Looks like, unfortunately, they’ve “bet the farm” for the last time.
“In a verdict that could have severe consequences for BDO Seidman, a Miami jury on Friday decided the world’s fifth largest accounting firm was negligent in failing to detect a massive fraud that cost a Portuguese bank $170 million.
Banco Espirito Santo had sued BDO Seidman in 2004 over the collapse of a financial services firm, E.S. Bankest, that the bank helped start. BDO Seidman was E.S. Bankest’s auditor for seven years.
The Miami-Dade Circuit jury found that BDO Seidman committed gross negligence, meaning the firm acted with reckless disregard of its duties. The finding allows Espirito Santo to pursue punitive damages of as much as $510 million. The same jury will decide just how money Espirito Santo gets in the second phase of the trial, which starts next week.

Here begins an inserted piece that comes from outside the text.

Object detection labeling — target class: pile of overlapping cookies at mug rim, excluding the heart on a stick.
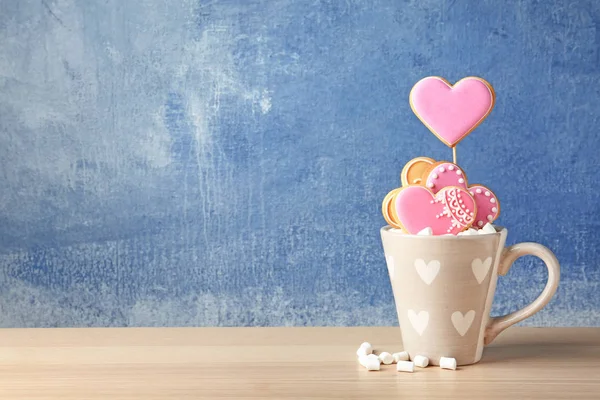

It took the jury three hours to reach a verdict, after a trial of more than two months.
Chicago-based BDO Seidman has vowed to appeal. In court papers filed last fall, it said a jury verdict for just the $170 million in losses claimed by Espirito Santo could lead to job losses for thousands of its accountants, auditors and staff.
Steven Thomas, a Los Angeles lawyer who represents Espirito Santo, said he was pleased with the verdict…Stanley Foodman, a Miami forensic accountant not involved in the case, said BDO Seidman wasn’t exaggerating when it claimed a huge award could have major implications. ”The future of the firm is essentially in the hands of the jury,” Foodman said.”